Immediately contacting the repository owner, and asking them to remove the content themselves within a short window of time, sounds like an expeditious response to my non-lawyer ears.

One nitpick as well:

> it is safe from any claims that it is itself in violation of the DMCA

§ 512 of the DMCA provides for immunity from liability for breaking another law, the copyright act. It's not "violating the DMCA", and service providers do not have to take advantage of § 512 safe harbor provisions if they don't want the benefits of doing so. Without this safe harbor, the service provider could be guilty of infringing the copyright of whomevers' property they're distributing copies of on behalf of their user. If they _voluntarily_ opt to meet the § 512 requirements by expeditiously taking down content, then they can't be held liable for that illegal act, even though it did happen.

1: http://www.law.cornell.edu/uscode/text/17/512

2 comments

"Immediately contacting the repository owner, and asking them to remove the content themselves within a short window of time, sounds like an expeditious response to my non-lawyer ears.

Except, uh, you cut out the object of this sentence, which is the service provider, not the user.

That is, github, not the user, is supposed to be the person responding expeditiously to remove. Contacting someone is neither "removing" nor "disabling access".

The law is simply not ambiguous here, and github trying to play this game is not likely to go well in an actual court, as much as i'd like it to be the case (i know other companies have been threatened on exactly this point before).

If the user doesn't do it themselves within that short window, then GitHub has to.
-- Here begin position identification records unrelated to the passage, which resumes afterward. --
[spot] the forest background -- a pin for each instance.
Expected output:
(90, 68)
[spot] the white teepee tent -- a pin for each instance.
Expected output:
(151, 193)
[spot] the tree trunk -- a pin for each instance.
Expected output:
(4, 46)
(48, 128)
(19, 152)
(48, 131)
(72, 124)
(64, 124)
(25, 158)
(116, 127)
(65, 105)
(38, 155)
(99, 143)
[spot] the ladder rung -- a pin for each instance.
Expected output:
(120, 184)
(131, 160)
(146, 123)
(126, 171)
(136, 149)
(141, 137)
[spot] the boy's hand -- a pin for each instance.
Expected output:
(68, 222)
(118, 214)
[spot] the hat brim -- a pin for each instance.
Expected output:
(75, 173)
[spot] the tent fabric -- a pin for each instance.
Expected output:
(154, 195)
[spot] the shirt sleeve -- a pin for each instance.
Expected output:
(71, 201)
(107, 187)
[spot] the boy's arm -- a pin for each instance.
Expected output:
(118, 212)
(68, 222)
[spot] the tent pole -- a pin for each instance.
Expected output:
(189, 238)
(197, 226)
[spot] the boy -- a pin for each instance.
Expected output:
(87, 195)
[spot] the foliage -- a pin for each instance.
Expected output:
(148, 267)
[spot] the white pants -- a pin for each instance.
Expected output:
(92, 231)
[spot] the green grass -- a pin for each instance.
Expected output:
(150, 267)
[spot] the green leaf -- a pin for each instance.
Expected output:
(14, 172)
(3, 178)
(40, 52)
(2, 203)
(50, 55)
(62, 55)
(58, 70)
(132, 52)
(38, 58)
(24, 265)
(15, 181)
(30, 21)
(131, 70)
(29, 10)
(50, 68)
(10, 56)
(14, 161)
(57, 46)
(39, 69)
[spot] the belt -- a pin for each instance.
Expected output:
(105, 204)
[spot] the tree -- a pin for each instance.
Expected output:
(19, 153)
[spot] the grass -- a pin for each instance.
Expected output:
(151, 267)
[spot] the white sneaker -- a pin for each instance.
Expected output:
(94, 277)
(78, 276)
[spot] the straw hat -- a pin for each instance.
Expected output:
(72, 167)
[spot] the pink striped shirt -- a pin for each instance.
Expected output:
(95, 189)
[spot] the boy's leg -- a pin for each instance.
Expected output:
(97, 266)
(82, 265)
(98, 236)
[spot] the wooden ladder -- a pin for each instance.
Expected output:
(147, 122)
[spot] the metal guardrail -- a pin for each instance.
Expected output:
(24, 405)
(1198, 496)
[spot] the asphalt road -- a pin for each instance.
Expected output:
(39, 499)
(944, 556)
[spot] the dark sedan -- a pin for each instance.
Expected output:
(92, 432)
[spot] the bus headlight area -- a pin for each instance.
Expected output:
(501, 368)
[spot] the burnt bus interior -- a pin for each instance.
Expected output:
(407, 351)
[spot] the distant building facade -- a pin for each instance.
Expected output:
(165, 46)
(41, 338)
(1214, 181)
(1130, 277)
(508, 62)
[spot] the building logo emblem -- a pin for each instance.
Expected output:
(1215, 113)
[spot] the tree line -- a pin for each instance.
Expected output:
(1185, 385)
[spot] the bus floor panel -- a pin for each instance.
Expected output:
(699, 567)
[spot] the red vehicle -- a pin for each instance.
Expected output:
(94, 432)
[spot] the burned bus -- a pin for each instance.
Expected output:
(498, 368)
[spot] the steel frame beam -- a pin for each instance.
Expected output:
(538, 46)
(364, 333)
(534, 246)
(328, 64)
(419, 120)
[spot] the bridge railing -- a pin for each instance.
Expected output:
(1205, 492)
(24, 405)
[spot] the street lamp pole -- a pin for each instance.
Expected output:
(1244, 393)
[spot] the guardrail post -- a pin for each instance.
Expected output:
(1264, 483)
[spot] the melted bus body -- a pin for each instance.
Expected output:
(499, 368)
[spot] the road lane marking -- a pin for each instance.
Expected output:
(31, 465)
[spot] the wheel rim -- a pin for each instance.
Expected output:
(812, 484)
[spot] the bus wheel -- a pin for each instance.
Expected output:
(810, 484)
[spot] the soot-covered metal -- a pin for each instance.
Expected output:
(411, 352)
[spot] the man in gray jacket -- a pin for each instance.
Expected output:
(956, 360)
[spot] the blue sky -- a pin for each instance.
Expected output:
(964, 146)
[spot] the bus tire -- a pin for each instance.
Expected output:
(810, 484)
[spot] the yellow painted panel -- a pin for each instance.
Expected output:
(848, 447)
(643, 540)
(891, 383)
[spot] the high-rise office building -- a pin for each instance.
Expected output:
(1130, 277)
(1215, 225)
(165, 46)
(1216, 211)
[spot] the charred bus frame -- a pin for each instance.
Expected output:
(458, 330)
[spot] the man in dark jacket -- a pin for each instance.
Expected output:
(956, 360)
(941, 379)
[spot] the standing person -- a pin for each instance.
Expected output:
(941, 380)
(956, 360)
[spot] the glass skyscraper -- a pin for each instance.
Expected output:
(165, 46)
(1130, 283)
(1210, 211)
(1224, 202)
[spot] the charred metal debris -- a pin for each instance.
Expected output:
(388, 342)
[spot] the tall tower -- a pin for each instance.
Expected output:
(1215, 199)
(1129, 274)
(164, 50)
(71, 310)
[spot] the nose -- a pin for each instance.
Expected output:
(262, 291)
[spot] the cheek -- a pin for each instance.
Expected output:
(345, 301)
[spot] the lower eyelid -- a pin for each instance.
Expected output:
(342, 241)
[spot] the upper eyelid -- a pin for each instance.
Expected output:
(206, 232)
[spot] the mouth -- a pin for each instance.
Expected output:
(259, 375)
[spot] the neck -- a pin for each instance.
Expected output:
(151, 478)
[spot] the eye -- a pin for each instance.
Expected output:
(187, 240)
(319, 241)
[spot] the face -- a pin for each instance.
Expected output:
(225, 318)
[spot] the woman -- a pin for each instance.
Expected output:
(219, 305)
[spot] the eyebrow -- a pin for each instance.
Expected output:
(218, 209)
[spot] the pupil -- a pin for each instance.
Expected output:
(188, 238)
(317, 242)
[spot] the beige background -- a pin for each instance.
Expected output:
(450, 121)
Every web hosting company I've worked with in the last 10 years has forwarded DMCA notices on to customers. They only disable a server if you don't handle the removal yourself. I don't think GitHub is trying anything new here.
"If the user doesn't do it themselves within that short window, then GitHub has to."

It sounded like you were claiming otherwise, saying that asking the user is acting expeditiously "enough", and that they can then "not remove" or slow down removal.

If you aren't claiming that, then we have no argument :)

But as long as Github still removes the content in a reasonable time period if the user hasn't, aren't they still in compliance?
reasonable is not the right word. If they do so "expeditiously", then yes. But that is not the same as a "reasonable" amount of time.
I think it generally sounds like a good thing too. I'm just wondering if rights-holders and courts will end up agreeing.

Thanks for the latter clarification.